Leo menjelaskan bahwa total anggaran yang disiapkan untuk pembayaran TPP bulan November dan Desember 2024 mencapai Rp7 miliar, dengan masing-masing bulan dialokasikan sebesar Rp3,5 miliar. Pembayaran TPP untuk dua bulan terakhir tahun 2024 ini merupakan sisa yang belum dibayarkan, sementara pembayaran untuk bulan-bulan sebelumnya sudah rampung beberapa waktu lalu.
“TPP untuk 2.920 ASN di Kaur tinggal dua bulan lagi yang belum dibayarkan. Sebelum tahun 2024 berakhir, kami harap OPD segera mengajukan pencairan TPP agar bisa segera diproses,” tambahnya.
Menurut Leo, saat ini tidak ada kendala terkait pencairan dana TPP, dan BPKAD Kaur sudah siap untuk memproses SP2D begitu SPM diajukan oleh masing-masing OPD.
“Kami sudah siap memprosesnya, jadi kami harap OPD bisa segera bergerak cepat. Ini sudah penghujung tahun, dan dana untuk TPP sudah tersedia,” tegas Leo.
Pada tahun 2024, TPP mengalami kenaikan signifikan. Sekda Kaur mendapatkan TPP tertinggi dengan jumlah Rp20.100.000 per bulan, sedangkan staf ASN mendapatkan Rp1.160.000 per bulan. Pembayaran TPP ini masih mengikuti aturan dan ketentuan yang berlaku, yakni berbasis kehadiran dan kinerja ASN.

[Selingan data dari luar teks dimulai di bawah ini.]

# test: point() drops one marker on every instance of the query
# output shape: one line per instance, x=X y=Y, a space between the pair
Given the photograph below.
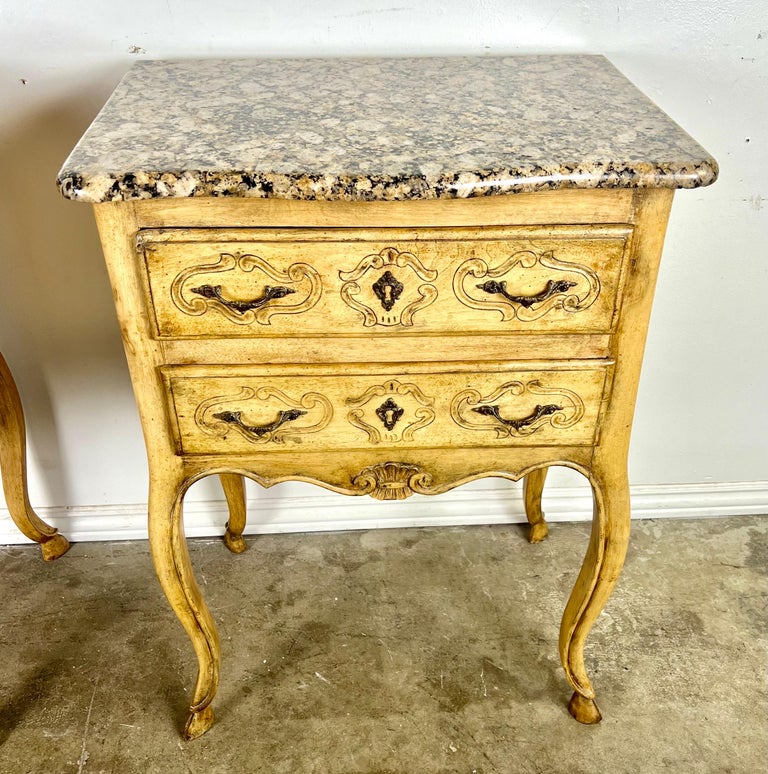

TPP dibayarkan dengan komposisi 40 persen berdasarkan kehadiran dan 60 persen berdasarkan kinerja. Semua data absensi dan kinerja ASN dipantau melalui sistem absensi elektronik (e-Absen), yang kini telah diberlakukan di Pemkab Kaur untuk memastikan transparansi dan akuntabilitas dalam pembayaran TPP.
Pihak BPKAD Kaur mengimbau agar seluruh OPD mempercepat pengajuan SPM agar pencairan TPP dapat dilakukan dengan lancar dan tepat waktu.
“Kami ingin agar proses pencairan berjalan cepat dan tidak ada yang tertunda. Kecepatan dalam pengajuan SPM akan mempercepat pencairan TPP bagi ASN yang telah bekerja keras sepanjang tahun,” kata Leo.
Dengan pencairan TPP ini, diharapkan ASN di Pemkab Kaur dapat menerima hak mereka dengan tepat waktu, sebagai penghargaan atas kinerja dan dedikasi mereka dalam menjalankan tugas-tugas pemerintahan dan pelayanan publik.